Despite a promising picture presented by the finance minister last year during his budget speech, which forecast a high economic growth and better economic performance, the actual economic outlook was disappointing with 2.5% growth rate in 2006-07, 0.65% growth in the agricultural sector, 2.16% growth in industrial sector amidst the inflation rate of 6.8%, and even while about one-third of the Nepalis remained entrapped in extreme poverty. Nepal continued to be the poorest country in SAARC region and the 12th poorest in the world.

The finance minister, in his recent budget speech, reiterated the government’s political achievements but admitted that on the economic front, “significant promises remained undelivered”. Everyone is aware that industrial unrest, especially the law and the order situation, was unresolved, investment climate was deteriorating day by day, lack of competitiveness further eroded meagre exports. Besides, growing labour force without generation of new employment opportunities posed formidable challenges. In all this, the rhetoric of high growth, equity, inclusive socio-economic development and fair sharing of economic results remained limited to political speeches. The most disappointing part of the budget speech and the document on policies and programmes for 2007-08 was to overlook these critical challenges.

Politicians vouch to build a new Nepal. However their performance, especially on the economic front, indicates no commitment and willingness on their part to initiate measures to dismantle the age-old structures and institutions and lay the foundation for some radical but efficient new ones. It is very evident that the present leadership is incompetent and unwilling to initiate critical reform measures in areas of revenue mobilisation, public sector enterprise reforms and privatisation, agricultural sector production and productivity improvement, facilitating and strengthening private and business sector, institutional reforms and building climate for long-term investment and long overdue reforms in social sector, especially education, health and drinking water.

The government has not even been able to ensure regular supply of petroleum products, smooth operation of transport services, functioning of educational institutions and daily functioning of local government bodies. High economic growth and social development will not be possible with slow and undetermined steps. The government needs to realise that ignoring economic development would be most damaging to a democratic way of governance and long-term prosperity of the nation. Furthermore, if the government fails to galvanise and mobilise people’s support for steering necessary short-term changes and economic reforms, it may face serious constraints in achieving medium-term political stability. Even maintenance of the law and order situation in the immediate future might prove tricky.

Every Nepali is aware that the nation is in a transitional phase and all of us are eagerly waiting for the resolution of outstanding political debates through fair and peaceful Constituent Assembly election. It is true that political settlement and stability get the precedence, but it is also desirable and that the government addresses economic and critical priority development agenda. It is the responsibility of the national legislature as well as civil society and community-level organisations to ensure that responsible ministers heading economic portfolio take appropriate actions and remain on their toes to deliver required public services in economic areas.

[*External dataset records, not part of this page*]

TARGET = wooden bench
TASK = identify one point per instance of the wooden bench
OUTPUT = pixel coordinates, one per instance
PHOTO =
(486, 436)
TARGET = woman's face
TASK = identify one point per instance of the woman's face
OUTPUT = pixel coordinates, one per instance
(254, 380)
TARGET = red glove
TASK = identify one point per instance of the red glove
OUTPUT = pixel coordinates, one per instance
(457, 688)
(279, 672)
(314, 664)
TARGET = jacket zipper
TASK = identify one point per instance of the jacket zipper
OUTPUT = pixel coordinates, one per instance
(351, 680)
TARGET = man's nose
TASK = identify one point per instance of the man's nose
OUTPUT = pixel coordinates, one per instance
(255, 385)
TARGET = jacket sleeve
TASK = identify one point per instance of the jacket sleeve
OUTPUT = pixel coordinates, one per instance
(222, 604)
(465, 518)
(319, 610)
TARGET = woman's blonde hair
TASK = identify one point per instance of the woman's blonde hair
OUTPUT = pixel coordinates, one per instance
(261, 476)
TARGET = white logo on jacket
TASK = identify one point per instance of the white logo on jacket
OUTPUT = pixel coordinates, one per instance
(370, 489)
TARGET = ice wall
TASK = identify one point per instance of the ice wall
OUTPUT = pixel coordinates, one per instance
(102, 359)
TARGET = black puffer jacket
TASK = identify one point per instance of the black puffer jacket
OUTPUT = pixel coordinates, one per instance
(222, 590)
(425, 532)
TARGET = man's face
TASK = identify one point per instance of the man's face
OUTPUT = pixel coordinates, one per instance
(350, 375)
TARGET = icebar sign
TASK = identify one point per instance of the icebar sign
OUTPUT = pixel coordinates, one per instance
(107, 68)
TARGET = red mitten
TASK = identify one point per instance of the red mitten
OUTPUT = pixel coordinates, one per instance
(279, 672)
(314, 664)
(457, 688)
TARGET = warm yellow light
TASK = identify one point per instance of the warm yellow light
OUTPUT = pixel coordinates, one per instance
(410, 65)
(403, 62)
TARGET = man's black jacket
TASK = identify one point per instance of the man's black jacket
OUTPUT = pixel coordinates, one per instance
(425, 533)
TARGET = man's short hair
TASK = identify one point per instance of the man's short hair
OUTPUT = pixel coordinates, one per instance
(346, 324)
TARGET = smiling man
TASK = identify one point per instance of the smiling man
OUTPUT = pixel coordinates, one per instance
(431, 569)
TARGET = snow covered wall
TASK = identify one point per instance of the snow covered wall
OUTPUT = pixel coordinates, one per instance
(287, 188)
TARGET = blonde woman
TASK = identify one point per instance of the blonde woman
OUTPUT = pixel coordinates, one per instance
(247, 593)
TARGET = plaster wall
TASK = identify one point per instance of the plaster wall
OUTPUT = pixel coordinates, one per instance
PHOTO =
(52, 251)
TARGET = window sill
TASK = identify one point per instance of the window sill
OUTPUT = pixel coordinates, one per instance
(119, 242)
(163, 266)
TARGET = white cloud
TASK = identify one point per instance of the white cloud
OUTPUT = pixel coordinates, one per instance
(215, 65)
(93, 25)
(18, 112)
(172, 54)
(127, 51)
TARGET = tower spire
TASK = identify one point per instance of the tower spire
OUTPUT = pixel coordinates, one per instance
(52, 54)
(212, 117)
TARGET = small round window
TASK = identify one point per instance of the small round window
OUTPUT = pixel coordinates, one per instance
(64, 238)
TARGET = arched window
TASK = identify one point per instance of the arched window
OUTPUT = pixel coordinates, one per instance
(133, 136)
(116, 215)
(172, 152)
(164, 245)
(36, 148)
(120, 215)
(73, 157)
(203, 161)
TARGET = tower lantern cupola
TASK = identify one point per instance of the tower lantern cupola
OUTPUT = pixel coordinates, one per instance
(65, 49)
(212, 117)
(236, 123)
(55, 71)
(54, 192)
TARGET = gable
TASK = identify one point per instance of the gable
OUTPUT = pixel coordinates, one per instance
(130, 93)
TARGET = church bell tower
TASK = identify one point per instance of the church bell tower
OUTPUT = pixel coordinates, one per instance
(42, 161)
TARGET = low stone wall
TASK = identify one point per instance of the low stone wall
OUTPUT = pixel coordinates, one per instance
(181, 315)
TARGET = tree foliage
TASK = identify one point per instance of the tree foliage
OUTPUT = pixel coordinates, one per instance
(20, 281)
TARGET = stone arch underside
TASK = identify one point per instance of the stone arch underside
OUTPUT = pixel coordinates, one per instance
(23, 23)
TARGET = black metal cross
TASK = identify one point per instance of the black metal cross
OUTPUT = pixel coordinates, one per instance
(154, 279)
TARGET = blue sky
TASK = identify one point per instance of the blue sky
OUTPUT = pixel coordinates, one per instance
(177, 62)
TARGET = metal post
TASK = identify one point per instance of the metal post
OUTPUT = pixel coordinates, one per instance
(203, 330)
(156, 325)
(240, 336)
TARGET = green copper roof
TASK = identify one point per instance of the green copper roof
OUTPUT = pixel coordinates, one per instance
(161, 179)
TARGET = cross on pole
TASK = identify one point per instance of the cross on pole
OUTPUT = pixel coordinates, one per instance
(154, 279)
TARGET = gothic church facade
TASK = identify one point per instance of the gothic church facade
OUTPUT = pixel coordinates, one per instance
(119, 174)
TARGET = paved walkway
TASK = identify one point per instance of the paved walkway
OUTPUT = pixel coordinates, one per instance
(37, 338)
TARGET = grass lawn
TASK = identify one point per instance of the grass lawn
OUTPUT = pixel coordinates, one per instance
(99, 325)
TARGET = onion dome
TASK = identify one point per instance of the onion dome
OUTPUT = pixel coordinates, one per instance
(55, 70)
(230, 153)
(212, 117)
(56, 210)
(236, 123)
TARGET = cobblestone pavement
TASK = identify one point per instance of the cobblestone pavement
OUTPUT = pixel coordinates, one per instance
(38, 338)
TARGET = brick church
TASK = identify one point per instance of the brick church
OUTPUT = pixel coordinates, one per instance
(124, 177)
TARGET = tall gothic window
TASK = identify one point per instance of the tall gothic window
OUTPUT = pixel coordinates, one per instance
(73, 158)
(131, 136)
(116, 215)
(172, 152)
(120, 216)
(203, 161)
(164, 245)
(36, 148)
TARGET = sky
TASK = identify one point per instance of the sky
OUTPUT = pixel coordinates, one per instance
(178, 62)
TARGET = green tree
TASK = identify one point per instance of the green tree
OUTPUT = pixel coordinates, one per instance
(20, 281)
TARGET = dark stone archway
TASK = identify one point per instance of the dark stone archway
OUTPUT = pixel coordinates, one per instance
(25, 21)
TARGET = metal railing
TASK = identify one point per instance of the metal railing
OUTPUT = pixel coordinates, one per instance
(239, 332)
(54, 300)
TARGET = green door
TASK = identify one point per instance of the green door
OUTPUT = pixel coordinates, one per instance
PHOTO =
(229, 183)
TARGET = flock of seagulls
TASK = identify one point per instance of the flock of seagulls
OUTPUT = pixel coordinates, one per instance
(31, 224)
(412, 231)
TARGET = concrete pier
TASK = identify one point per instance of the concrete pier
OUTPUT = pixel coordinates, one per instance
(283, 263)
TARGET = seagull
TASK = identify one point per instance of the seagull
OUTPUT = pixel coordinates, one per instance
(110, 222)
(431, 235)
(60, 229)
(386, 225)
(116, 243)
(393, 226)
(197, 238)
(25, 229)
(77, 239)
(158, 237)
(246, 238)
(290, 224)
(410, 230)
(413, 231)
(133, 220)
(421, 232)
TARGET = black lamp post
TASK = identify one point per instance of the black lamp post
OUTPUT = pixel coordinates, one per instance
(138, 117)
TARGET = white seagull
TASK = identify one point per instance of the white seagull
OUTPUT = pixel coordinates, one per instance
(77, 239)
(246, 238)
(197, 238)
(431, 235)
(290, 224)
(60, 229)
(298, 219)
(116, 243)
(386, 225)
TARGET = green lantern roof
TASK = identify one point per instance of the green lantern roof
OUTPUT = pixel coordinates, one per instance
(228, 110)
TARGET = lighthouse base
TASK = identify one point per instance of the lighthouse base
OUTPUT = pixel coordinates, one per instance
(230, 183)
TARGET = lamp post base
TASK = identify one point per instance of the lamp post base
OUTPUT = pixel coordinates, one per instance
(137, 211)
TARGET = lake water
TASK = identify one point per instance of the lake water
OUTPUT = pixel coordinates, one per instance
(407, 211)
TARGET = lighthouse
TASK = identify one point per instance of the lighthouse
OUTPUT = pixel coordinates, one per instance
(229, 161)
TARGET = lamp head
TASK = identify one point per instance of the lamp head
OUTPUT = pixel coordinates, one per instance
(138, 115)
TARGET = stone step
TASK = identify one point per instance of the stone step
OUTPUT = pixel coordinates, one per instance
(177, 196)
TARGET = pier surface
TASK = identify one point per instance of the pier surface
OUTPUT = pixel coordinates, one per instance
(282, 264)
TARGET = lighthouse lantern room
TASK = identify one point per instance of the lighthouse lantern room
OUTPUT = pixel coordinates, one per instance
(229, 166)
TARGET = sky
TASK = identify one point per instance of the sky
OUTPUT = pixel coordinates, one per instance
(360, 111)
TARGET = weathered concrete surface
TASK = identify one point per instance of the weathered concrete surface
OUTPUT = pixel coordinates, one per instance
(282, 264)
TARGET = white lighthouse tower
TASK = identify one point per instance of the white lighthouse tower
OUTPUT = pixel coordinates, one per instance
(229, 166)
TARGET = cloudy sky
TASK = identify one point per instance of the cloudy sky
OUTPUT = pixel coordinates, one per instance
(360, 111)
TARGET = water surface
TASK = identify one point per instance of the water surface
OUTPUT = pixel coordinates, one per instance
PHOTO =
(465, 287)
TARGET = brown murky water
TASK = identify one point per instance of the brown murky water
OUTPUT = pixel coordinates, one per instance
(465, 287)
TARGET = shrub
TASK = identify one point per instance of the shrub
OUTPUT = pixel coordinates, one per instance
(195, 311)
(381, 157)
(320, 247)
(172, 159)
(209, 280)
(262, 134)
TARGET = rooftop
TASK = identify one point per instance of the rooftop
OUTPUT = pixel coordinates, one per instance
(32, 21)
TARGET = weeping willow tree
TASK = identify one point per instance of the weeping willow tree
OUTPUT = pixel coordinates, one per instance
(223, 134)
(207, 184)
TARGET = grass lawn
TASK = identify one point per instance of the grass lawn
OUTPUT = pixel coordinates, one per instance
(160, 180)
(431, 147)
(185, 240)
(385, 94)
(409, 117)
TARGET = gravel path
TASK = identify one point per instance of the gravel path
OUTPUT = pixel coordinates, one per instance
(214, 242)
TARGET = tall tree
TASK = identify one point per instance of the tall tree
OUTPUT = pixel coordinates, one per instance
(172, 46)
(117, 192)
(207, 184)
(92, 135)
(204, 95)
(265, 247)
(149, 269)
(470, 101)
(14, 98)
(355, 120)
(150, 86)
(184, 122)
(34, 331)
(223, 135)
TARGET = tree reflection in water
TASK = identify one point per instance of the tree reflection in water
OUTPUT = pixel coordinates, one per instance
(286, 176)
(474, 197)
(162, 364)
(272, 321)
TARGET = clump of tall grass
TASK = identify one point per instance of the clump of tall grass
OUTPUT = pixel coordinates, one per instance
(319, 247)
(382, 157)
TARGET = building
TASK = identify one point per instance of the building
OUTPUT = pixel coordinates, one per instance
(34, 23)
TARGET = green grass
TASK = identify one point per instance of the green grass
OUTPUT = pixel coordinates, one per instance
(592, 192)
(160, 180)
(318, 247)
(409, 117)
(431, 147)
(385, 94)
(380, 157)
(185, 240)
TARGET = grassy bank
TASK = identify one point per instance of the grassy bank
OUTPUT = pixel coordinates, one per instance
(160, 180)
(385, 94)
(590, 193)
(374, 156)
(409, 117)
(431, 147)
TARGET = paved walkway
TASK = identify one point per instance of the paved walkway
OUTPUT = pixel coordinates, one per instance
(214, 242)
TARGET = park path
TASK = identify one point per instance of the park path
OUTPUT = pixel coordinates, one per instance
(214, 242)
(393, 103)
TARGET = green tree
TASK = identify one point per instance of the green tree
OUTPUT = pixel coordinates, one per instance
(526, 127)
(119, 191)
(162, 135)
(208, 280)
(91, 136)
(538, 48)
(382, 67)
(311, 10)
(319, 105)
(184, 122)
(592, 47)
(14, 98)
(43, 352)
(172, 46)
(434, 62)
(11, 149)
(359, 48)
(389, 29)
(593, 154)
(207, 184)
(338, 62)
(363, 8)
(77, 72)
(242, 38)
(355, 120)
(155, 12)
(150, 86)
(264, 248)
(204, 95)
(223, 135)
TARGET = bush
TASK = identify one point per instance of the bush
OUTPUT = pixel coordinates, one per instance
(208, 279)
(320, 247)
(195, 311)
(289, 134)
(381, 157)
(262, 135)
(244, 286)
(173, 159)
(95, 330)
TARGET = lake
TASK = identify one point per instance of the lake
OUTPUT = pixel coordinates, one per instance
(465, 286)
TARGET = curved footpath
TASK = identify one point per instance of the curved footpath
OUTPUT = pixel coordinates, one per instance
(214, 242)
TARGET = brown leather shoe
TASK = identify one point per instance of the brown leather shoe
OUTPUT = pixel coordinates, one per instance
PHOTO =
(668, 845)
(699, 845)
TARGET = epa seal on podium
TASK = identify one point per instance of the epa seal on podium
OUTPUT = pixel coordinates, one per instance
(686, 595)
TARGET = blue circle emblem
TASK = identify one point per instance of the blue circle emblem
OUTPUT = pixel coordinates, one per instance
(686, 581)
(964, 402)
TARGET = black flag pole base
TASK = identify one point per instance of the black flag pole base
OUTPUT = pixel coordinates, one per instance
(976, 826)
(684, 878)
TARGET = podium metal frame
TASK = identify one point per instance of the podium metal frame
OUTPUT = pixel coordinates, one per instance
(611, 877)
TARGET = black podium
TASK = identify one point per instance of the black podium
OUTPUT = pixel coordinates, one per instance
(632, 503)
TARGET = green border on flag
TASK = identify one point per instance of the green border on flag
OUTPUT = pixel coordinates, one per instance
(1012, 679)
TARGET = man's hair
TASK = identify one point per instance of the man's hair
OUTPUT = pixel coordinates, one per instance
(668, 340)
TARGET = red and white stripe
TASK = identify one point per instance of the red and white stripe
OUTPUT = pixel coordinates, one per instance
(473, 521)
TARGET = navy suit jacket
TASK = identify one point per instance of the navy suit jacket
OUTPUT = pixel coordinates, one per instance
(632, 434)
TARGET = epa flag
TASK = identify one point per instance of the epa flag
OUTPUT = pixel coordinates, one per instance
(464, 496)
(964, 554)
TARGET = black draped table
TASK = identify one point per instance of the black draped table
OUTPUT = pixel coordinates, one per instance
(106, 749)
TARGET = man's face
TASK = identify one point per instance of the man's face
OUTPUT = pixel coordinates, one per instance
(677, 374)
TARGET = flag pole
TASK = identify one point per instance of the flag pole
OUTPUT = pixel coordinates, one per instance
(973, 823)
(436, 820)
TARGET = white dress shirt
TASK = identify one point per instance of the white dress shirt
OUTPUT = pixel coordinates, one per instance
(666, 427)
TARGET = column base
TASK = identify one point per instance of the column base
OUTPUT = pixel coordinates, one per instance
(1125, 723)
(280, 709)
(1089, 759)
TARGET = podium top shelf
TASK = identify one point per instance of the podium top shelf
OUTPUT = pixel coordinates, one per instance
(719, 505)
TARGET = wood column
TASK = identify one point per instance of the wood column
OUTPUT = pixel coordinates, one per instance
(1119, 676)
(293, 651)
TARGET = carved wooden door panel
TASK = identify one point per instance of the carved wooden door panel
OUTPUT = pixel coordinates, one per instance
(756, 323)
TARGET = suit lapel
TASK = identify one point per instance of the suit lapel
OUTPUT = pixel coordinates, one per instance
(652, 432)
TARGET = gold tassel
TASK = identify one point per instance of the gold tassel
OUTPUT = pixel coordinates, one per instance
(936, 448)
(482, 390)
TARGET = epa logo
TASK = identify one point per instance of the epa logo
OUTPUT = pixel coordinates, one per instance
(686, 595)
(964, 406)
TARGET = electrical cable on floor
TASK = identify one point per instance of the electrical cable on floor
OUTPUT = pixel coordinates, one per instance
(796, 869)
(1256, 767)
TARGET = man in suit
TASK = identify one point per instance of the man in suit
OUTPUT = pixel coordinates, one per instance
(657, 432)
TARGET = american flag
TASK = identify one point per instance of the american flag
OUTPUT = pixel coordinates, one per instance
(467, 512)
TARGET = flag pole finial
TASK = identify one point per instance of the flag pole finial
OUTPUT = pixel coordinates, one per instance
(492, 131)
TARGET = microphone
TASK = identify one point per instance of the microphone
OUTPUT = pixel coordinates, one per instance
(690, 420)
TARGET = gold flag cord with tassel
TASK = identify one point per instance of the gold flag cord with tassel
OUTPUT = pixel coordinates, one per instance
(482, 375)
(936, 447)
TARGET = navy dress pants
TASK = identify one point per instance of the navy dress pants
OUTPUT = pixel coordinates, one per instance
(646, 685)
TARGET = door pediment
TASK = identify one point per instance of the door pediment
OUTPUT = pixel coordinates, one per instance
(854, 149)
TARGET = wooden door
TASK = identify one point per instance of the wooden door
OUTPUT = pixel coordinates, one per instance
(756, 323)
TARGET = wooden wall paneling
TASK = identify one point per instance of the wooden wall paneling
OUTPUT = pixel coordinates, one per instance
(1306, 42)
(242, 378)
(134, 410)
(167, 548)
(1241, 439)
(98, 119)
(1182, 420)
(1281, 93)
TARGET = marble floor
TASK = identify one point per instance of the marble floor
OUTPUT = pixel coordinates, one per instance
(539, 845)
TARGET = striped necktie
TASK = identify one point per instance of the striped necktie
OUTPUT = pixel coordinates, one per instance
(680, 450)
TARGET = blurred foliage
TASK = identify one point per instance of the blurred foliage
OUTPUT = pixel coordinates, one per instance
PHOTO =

Economic growth rate and employment opportunities must improve at a time when more than 30% of people remain in extreme poverty and 300-350,000 youths are entering working age on an annual basis. Every effort must be made to improve employment generation in rural areas through improvement and diversification in agro-related activities immediately. It is most disappointing that the current budget completely ignores this critical priority need. Hence there is an urgent need to correct it.